Noem spoke during a visit to a portion of the wall in New Mexico, where she also picked up a roller brush to help out with the painting.

She touted the height of the wall as well as its depth as ways to deter people seeking to go over or under the walls. And Noem said Homeland Security was going to be trying black paint to make the metal hotter.

"That is specifically at the request of the president, who understands that in the hot temperatures down here when something is painted black it gets even warmer and it will make it even harder for people to climb. So we are going to be painting the entire southern border wall black to make sure that we encourage individuals to not come into our country illegally," Noem said.

U.S. Border Patrol Chief Mike Banks, who attended the event with Noem, said the paint would also help deter rust.

During Mr. Trump's first term, building the wall was a central focus of his hardline immigration policy, though construction on the wall faced some legal and logistical delays. During his second term, his mass deportation agenda with arrests in the interior of the country has been the main focus, but Homeland Security will be getting about $46 billion to complete the wall as part of new funding passed by Congress in the Trump-backed "One Big Beautiful Bill Act" this summer.

The Trump administration has sought to fortify the southern border in other ways, too. Thousands of military personnel have been sent to the U.S.-Mexico border, and Mr. Trump has authorized the military to take control of narrow strips of public land along the border. Crossing into those territories is considered entering a military base, allowing them to be detained by both Border Patrol and the Defense Department, Secretary of Defense Pete Hegseth said earlier this year.
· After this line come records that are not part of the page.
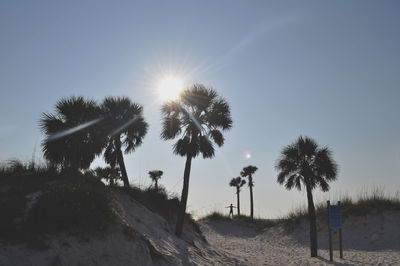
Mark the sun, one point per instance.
(169, 87)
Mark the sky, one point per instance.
(329, 70)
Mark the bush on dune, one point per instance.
(156, 200)
(70, 208)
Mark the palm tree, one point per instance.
(111, 175)
(125, 127)
(197, 118)
(237, 182)
(304, 163)
(155, 175)
(72, 139)
(248, 172)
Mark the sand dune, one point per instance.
(142, 237)
(371, 240)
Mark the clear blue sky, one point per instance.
(326, 69)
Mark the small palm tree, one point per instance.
(237, 182)
(124, 126)
(197, 117)
(155, 175)
(248, 172)
(72, 139)
(304, 163)
(111, 175)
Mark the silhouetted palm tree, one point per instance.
(72, 139)
(197, 118)
(155, 175)
(125, 127)
(237, 182)
(248, 172)
(111, 175)
(304, 163)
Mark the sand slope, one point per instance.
(139, 237)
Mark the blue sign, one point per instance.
(335, 217)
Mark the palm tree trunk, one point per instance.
(313, 221)
(238, 204)
(121, 162)
(251, 198)
(184, 196)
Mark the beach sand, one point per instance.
(371, 240)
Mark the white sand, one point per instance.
(372, 240)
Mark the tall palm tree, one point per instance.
(197, 118)
(304, 163)
(237, 182)
(124, 126)
(155, 175)
(72, 139)
(248, 172)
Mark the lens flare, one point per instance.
(169, 87)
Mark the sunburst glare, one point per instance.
(169, 87)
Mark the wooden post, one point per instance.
(330, 233)
(340, 236)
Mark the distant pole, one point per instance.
(340, 239)
(330, 232)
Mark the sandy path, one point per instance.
(276, 247)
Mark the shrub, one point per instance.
(156, 200)
(70, 208)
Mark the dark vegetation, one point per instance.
(156, 200)
(40, 200)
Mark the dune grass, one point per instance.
(36, 200)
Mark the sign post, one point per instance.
(334, 221)
(340, 238)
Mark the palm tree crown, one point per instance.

Noem said the federal government has been building about a half mile of barrier every day.

"The border wall will look very different based on the topography and the geography of where it is built," she said.

She said that in addition to barriers like the one she visited Tuesday, the department is also working on "water-borne infrastructure." Long sections of the roughly 2,000-mile border between the U.S. and Mexico sit along the Rio Grande River in Texas.

The Trump administration is pushing forward with completing the wall at the same time that the number of people crossing the border illegally has plummeted. In the month of June, just over 6,000 migrants were apprehended along the southern border, a decades-long low — and a steep dropoff from the Biden administration, when border arrests peaked at upwards of 6,000 per day.